Given the history of authoritarian religion, colonial missions, and coercive churches, it is an understandable question. Many people hear “there is one true God” not as liberation, but as conquest. Christians cannot honestly discuss this question without acknowledging the real harm done in the name of God. Yet the history of biblical monotheism is more complicated than the simple story of religion flowing naturally toward domination.

Historically, Jewish monotheism became most sharply defined not in imperial triumph, but during the Babylonian captivity. Israel’s clearest declarations that God alone is sovereign emerged while politically powerless, displaced, and living beneath an imperial boot. In that context, monotheism functioned not as the theology of conquest, but of resistance. Babylon was not ultimate. Its kings were not ultimate. Its very gods stood beneath a higher moral reality.
Relativism is often easier for comfortable societies than for suffering ones, because those confronting tyranny tend to ask what, if anything, stands above power itself. If truth is merely tribal or constructed, then empire simply becomes the strongest construction.
At the same time, oppressed movements are not automatically virtuous. History repeatedly shows that communities formed in resistance can themselves become coercive once they gain power. Christianity is no exception. The faith that once stood before empire in martyrdom later too often stood beside empire in triumphalism. Remembering Babylon is not enough. Christians must also remember how easily the wounded can become wounders when they forget the cross.
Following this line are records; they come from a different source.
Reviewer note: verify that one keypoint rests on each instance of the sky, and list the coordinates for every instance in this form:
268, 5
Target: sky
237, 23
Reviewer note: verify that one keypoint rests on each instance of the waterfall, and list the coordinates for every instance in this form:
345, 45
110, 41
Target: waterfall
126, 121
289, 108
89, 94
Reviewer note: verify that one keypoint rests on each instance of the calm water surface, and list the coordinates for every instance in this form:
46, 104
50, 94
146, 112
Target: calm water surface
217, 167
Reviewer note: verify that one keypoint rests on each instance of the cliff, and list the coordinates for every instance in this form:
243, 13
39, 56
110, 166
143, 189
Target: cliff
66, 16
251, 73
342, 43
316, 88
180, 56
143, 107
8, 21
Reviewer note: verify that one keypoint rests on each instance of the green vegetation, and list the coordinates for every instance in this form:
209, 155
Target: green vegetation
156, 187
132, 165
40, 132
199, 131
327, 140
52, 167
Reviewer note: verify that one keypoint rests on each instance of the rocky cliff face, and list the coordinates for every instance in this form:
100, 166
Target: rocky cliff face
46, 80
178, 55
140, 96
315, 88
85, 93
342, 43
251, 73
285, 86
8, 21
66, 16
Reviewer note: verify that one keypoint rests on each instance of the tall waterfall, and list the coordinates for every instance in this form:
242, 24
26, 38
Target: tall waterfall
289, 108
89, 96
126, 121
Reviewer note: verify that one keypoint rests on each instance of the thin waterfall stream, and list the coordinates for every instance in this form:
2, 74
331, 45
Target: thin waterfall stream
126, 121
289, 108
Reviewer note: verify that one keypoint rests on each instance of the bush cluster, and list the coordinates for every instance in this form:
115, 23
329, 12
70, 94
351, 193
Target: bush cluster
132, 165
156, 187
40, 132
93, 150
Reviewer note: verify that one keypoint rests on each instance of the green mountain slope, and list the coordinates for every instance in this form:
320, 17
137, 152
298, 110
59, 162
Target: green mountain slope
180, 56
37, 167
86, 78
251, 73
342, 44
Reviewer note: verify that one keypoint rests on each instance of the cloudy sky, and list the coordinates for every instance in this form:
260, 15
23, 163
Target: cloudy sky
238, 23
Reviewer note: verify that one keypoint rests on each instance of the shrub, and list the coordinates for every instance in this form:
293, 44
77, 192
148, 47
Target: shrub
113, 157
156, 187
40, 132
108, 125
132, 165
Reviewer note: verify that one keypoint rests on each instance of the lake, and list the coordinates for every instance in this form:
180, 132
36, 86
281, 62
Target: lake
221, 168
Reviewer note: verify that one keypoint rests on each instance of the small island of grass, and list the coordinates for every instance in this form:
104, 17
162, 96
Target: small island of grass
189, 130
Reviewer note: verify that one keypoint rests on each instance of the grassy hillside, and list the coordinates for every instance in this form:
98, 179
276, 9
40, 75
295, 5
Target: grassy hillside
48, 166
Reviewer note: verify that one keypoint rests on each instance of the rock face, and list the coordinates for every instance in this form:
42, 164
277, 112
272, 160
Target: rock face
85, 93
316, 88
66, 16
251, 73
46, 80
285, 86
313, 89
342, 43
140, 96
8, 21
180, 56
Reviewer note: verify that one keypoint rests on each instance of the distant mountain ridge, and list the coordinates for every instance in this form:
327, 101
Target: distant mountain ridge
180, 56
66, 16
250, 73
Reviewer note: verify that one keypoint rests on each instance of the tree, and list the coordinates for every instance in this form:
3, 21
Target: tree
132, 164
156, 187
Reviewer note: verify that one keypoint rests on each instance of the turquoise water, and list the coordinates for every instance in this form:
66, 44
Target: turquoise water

There is also an irony hidden within the original question. To call monotheism intrinsically tyrannical is already to appeal to some standard of justice higher than mere preference, tribe, or power itself. The critique tacitly assumes that some forms of authority are genuinely oppressive and others genuinely good. In that sense, the argument has already moved partly beyond relativism.
Part of the fear surrounding monotheism is the assumption that one God means one totalising system beneath which every difference must disappear. Yet the biblical imagination is more complex than that. Scripture speaks of powers, principalities, spiritual beings, and cosmic conflict. The claim that one God stands above all things was not necessarily a denial that many powers exist, but a refusal to grant any power ultimate status. Even the gods of empire stood beneath judgment.
Ultimately, Christianity stands or falls on Jesus Christ. The Christian claim is not simply that there is one God, but that ultimate reality is revealed through a person who rejected coercion, rebuked religious power, loved enemies, and was executed by the state rather than conquering it. The centre of Christianity is not a golden throne but a rugged cross. Whenever Christianity ceases to critique domination and instead sanctifies it, it betrays its own centre.